Des armes à feu sont toutefois régulièrement utilisées par les miliciens lors de leurs attaques contre les symboles de l’État – aéroport, commissariats, bâtiments gouvernementaux, etc. – qui ont déjà fait de nombreux morts parmi les militaires et les policiers. Kananga, une ville historiquement rebelle, est d’ailleurs régulièrement le théâtre d’affrontements entre eux .
Contacté par France 24, Lambert Mendé, le porte-parole du gouvernement, n’a pas souhaité s’exprimer sur les événements de Kananga, assurant que toutes les vidéos diffusées récemment étaient des “montages”, des “mises en scène”. De son côté, Alex Kande, le gouverneur du Kasaï-Central, n’a pas non plus répondu à nos sollicitations. Le colonel Célestin Ngeleka, l’un des porte-parole de l’armée congolaise, a simplement indiqué que des “hauts magistrats militaires” étaient arrivés à Kananga mercredi 22 février, afin “d’enquêter sur la situation sécuritaire et humanitaire dans la zone, où des troubles se produisent régulièrement”, sans plus de précisions concernant le 27 janvier.
Deux autres vidéos de massacres
Deux autres vidéos diffusées récemment ont également choqué la communauté internationale.
Dans l’une d’entre elles, on voit des hommes portant des uniformes de l’armée congolaise tirer en direction de civils qui chantent, a priori désarmés. Une quinzaine de victimes sont visibles sur les images, dont certaines portent les bandeaux emblématiques des miliciens. Cette scène se serait déroulée non loin de Muanza-Lomba, une localité située dans la province du Kasaï-Oriental.

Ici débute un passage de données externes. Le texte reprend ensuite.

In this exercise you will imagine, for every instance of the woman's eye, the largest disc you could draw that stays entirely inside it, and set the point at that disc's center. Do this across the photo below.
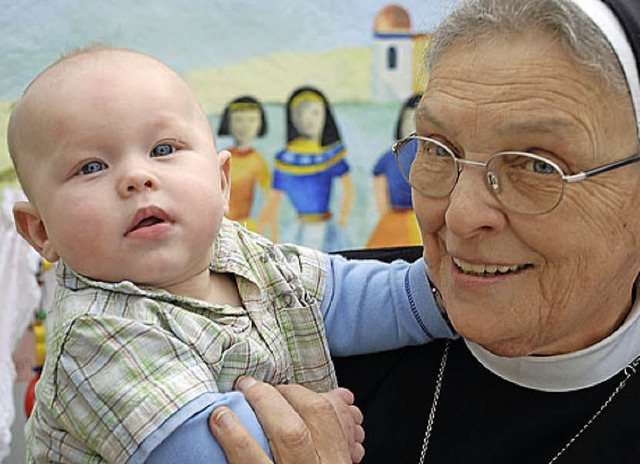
(541, 167)
(163, 149)
(92, 167)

La deuxième vidéo montre plusieurs cadavres de jeunes garçons au sol, au milieu de présumés militaires et policiers :
Face à la pression de la communauté internationale, le gouvernement a décidé d’ouvrir une enquête au sujet de la vidéo de 7’17, ainsi qu’un appel à témoins.
Les propos les plus sévères sont venus du Haut-Commissaire des Nations unies aux droits de l’Homme, qui a notamment indiqué : “Il y a plusieurs allégations crédibles de violations massives des droits de l’Homme dans les régions du Kasaï, du Kasaï-Central, du Kasaï oriental et de Lomami, dans le contexte d’une forte détérioration de la situation sécuritaire, y compris des personnes ciblées par des soldats pour leur prétendue affiliation avec une milice locale”. Il a également ajouté que les forces de sécurité ne devraient utiliser leurs armes à feu “qu’en dernier recours” face à une menace imminente pour la vie ou de blessure grave, “conformément à ses obligations internationales en matière de droits de l’Homme”.